La trovata originale è guardare al fronte interno, il mondo dei parenti dei soldati che da casa vivono la guerra solo attraverso le sue vittime, seguendo a quotidianità di due soldati (un decorato di guerra appena rientrato in patria e uno più esperto) a cui viene assegnato il compito di comunicare la scomparsa in guerra dei soldati ai loro familiari.
Si potrebbe anche dire che il film è un lungo controcampo poichè di solito siamo abituati a vivere (cinematograficamente) gli annunci della morte di un soldato in guerra dalla parte dei familiari. Suona il campanello, si apre la porta, ci sono due militari in alta uniforme che cominciano a ripetere come un disco: "E' la signora XXXX? Siamo spiacenti di informarla che suo figlio..." segue litania formale sulle cause di morte. Un'immagine e uno stereotipo ormai consolidati.

Stando accanto ai due protagonisti di Oltre le regole invece vediamo la preparazione, seguiamo la strutturazione del discorso e viviamo le diverse reazioni delle diverse tipologie umane alla notizia ferale.

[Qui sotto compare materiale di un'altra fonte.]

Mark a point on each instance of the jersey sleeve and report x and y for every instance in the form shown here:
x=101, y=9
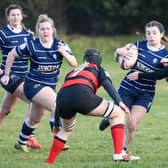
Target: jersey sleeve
x=107, y=84
x=67, y=48
x=158, y=75
x=22, y=49
x=2, y=39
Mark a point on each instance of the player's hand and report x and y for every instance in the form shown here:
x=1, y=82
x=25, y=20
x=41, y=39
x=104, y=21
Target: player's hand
x=1, y=71
x=133, y=75
x=5, y=79
x=61, y=48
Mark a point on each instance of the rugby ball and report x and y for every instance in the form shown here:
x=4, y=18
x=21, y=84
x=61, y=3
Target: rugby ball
x=127, y=61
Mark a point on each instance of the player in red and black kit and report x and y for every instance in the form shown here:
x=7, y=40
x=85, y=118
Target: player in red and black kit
x=78, y=94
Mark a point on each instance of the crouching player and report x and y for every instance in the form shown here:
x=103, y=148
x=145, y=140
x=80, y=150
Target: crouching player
x=80, y=86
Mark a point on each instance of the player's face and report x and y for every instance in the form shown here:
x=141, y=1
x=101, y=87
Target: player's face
x=153, y=36
x=15, y=18
x=45, y=31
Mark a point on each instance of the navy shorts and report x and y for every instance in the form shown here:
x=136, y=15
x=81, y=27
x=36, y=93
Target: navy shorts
x=76, y=98
x=131, y=98
x=14, y=82
x=31, y=88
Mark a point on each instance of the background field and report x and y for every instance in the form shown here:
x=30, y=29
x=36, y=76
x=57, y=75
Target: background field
x=91, y=148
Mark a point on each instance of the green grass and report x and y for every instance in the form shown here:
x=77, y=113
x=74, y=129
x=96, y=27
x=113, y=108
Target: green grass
x=91, y=148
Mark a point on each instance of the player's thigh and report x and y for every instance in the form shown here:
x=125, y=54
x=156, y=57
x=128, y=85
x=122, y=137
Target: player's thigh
x=20, y=93
x=9, y=100
x=36, y=112
x=137, y=114
x=46, y=97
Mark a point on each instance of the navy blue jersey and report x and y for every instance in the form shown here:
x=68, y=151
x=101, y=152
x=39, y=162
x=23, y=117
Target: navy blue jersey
x=9, y=40
x=148, y=61
x=45, y=63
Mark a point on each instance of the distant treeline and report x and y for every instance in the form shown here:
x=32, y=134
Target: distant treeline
x=93, y=17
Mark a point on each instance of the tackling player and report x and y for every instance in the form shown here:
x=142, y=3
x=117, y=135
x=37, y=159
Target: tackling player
x=46, y=56
x=80, y=86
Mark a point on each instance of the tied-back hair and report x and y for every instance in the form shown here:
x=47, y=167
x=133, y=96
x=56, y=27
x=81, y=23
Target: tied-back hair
x=160, y=27
x=44, y=18
x=11, y=7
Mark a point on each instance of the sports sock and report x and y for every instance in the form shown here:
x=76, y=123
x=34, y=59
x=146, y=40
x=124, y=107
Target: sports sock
x=56, y=148
x=51, y=124
x=25, y=132
x=117, y=133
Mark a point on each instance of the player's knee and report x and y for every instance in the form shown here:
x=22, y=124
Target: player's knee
x=68, y=126
x=4, y=113
x=109, y=109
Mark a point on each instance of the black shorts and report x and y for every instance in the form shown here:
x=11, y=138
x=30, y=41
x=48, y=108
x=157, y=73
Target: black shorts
x=76, y=98
x=14, y=82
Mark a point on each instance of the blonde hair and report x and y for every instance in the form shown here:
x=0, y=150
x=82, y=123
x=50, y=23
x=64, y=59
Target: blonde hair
x=44, y=18
x=159, y=26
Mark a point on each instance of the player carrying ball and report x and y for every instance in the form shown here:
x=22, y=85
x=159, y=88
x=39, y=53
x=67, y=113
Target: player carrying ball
x=80, y=86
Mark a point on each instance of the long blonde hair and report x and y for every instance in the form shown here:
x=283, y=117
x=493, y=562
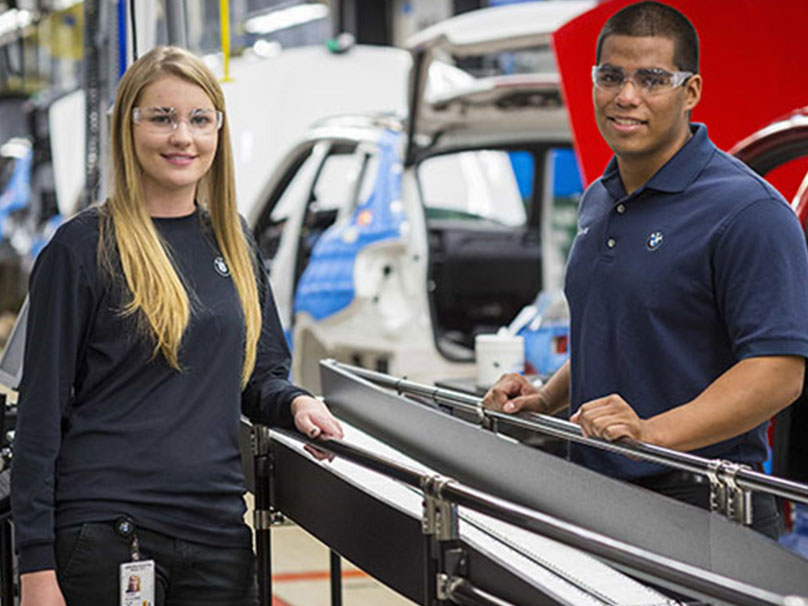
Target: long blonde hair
x=158, y=297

Al di là della curiosità sociologica però c'è poco. Le vite disastrate dei due militari (ognuna per un motivo diverso) sono poco interessanti, almeno quanto le loro velleità di ricominciare a vivere.
In teoria i drammi a cui assistono (genitori disperati, ragazze incinta, mogli abbandonate e via dicendo) dovrebbero essere la proiezione dei loro incubi interiori, loro che da bravi militari non esternano sentimenti e tengono tutto dentro, tanto che il progressivo scioglimento nei confronti della compartecipazione agli annunci che fanno è anche la metafora dell'elaborazione e l'accettazione dei propri fantasmi.

E se Woody Harrelson dà vita con cesello e buona volontà ad un personaggio curioso, affascinante a modo suo e pieno di sfumature, non fanno lo stesso le parole che deve pronunciare, le decisioni che prende o lo sguardo con cui è ripreso. Impalpabile Ben Foster.